# Frost/Freeze Proof Hydrants



## SeniorSitizen (Sep 10, 2012)

It's that time of the year again to check your buried freeze/frost proof hydrants for the drain back function of its design. If you don't have one but your neighbor does you can advise him/her. If he is a know it all neighbor, don't bother. :biggrin2:
After a few years one of mine recently failed the test because of the invasive nature of Virginia Creeper, so start digging SeniorSitizen. Fortunate the 1/8" street ell was only plugged and I knew which side the ell was on. Saves some gopher work.

A few ways to test the draining function:

1) with no hose connected, turn water on then off and place the palm of your hand on the hose connection. If draining, a vacuum will be felt and will be audible when your hand is taken off.

2) fill a cup while holding it so the hose connection is submerged in the cup of water. Close the valve and the water will be siphoned from the cup. This also checks the drain flow rate by guess and by golly.

3) not recommended - wait to determine if it freezes.:surprise:


----------



## de-nagorg (Feb 23, 2014)

When I install those, I make sure that I leave a void around the drain hole, by carefully placing large stones in a pattern around the drain so that it has a void with a large flat rock on top to help prevent the fill dirt from getting too close to the ell and plugging them off. 

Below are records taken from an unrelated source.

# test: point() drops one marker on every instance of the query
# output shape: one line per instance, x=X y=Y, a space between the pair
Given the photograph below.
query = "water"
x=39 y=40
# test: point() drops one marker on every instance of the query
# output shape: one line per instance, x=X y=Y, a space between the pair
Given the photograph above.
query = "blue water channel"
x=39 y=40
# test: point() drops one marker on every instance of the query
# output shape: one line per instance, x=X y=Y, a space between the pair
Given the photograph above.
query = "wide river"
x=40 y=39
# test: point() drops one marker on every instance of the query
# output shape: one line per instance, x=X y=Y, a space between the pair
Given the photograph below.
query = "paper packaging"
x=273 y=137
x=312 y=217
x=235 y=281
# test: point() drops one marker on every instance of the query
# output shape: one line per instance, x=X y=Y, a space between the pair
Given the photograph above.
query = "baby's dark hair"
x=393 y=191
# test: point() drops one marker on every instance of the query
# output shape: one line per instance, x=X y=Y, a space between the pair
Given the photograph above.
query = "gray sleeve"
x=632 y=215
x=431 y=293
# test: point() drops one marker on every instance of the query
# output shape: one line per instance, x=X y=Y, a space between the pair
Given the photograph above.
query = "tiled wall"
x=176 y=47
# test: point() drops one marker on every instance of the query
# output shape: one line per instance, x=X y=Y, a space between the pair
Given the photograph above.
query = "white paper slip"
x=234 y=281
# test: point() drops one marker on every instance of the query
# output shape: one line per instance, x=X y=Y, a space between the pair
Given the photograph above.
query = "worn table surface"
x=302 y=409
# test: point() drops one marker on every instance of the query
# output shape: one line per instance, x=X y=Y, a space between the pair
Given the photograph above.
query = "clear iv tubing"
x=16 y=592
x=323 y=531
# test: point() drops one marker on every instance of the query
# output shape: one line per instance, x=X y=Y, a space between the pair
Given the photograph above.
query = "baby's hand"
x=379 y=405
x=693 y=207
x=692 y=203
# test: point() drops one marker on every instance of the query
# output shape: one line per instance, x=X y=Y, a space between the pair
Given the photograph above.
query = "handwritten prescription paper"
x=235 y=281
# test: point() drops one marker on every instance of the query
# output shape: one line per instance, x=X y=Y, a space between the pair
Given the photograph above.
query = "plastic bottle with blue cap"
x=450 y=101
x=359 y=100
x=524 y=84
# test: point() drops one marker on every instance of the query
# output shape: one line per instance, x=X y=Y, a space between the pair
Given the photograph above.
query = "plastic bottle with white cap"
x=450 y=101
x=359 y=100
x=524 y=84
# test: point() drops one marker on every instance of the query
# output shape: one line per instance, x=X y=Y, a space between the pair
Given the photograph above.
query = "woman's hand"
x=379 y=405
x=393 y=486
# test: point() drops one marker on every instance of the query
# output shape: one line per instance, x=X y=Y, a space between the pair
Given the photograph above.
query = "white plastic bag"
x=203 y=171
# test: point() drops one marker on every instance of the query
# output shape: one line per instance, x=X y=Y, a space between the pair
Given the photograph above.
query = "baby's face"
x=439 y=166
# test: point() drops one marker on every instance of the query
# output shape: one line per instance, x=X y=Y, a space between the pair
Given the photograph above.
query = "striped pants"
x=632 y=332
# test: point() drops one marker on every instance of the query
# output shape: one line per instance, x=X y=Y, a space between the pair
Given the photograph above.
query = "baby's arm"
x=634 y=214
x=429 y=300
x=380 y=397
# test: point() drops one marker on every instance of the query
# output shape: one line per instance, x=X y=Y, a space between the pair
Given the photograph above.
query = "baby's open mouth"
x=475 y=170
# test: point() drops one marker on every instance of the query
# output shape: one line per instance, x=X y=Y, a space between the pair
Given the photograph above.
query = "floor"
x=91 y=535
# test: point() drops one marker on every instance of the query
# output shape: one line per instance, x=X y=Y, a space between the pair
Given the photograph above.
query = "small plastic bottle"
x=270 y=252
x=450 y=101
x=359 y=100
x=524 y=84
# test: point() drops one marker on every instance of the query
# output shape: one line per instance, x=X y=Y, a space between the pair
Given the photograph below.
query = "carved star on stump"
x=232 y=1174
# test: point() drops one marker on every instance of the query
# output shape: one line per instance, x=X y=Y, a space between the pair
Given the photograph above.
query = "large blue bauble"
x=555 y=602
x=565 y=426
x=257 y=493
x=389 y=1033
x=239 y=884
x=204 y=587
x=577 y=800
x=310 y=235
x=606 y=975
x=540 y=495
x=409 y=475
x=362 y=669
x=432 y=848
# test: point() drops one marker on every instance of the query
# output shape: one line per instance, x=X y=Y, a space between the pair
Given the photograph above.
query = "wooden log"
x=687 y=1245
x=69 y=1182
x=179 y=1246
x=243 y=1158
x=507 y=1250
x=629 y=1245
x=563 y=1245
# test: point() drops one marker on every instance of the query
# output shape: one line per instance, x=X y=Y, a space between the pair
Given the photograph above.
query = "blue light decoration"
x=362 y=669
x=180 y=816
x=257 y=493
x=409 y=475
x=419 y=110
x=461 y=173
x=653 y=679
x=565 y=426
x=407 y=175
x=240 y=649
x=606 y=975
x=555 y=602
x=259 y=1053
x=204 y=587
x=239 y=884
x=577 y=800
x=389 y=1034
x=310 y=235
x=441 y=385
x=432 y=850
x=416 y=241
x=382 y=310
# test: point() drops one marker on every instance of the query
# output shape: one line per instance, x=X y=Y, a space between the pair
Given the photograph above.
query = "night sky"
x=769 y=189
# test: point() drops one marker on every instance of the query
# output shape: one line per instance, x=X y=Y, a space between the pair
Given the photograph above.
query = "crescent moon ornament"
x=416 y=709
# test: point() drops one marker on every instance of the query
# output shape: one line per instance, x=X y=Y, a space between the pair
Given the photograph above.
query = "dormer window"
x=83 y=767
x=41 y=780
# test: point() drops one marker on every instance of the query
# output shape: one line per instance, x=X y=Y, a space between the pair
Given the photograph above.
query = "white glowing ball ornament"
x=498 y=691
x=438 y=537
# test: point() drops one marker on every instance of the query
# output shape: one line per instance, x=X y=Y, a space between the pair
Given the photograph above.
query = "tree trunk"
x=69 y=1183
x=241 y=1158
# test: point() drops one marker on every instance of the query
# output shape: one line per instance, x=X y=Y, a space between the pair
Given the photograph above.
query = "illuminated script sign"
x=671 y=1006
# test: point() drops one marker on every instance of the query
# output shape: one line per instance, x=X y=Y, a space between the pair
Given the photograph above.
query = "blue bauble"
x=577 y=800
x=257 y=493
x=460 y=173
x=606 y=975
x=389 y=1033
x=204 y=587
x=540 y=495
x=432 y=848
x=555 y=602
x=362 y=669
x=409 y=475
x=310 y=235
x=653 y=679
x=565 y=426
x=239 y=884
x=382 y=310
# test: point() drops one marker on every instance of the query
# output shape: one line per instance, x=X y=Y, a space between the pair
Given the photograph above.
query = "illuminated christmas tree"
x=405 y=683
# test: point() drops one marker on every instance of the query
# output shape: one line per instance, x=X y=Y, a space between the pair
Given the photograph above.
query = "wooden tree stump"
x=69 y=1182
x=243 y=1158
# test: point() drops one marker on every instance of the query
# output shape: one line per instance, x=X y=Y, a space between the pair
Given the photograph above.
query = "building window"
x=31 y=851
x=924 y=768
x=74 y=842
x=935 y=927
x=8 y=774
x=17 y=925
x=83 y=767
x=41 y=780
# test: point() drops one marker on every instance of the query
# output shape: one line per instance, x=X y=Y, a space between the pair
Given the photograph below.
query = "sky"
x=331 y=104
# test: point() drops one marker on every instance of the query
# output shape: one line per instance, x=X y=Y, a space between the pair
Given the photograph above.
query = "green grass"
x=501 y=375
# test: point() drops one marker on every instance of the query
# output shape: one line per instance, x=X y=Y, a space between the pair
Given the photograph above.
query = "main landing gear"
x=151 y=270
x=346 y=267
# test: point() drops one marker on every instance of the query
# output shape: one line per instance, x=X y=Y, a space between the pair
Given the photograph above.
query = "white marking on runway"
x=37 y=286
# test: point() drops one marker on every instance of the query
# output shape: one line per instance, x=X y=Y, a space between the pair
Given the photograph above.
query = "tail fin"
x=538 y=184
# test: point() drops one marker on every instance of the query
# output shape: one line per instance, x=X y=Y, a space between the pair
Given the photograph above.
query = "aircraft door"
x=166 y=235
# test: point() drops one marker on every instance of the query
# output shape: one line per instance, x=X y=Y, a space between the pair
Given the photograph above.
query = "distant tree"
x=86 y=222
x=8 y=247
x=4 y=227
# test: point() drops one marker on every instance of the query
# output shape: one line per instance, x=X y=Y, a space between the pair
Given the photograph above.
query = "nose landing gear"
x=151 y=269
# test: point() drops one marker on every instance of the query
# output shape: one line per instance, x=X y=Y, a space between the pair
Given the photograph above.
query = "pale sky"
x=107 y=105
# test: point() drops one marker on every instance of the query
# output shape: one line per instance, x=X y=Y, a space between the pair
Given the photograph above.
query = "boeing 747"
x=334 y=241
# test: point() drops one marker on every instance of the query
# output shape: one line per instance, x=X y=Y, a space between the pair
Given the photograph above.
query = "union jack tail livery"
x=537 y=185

Stack rocks to leave an open box, with a lid ( the flat stone), and leaky sides so the drain has a way to empty fully.


ED


----------



## lenaitch (Feb 10, 2014)

Or backfill it with a wheelbarrow load of3/4 crush and maybe a layer of landscaping cloth. I had one freeze in the barn. Great fun thawing it out at -30. Rod needed adjusting.


----------



## de-nagorg (Feb 23, 2014)

I have had to dig at least one up that had 3/4 crushed gravel as it's drain field, because it drained slowly, and would sometimes be slushy.

Just as luck would have it, a gravel had gotten lodged in the outlet, and was nearly plugging the outlet, hence my void building idea.

Was also called out because another's whole thing suddenly began to spin freely.

Dug it up to discover that some other DIY ER had used a steel nipple to connect the standpipe to the waterline, instead of a BRASS nipple, and it had rusted through, and they had a massive underground water leak. 

Then there was the one where their TWEEN had backed over it and it was bent so bad that it would not operate. 


ED


----------



## SeniorSitizen (Sep 10, 2012)

Better check those hydrants again. You most likely don't need to be troubled with that when it has been below freezing temperatures then thaws causing water to squirt from all the wrong places.:vs_mad:


----------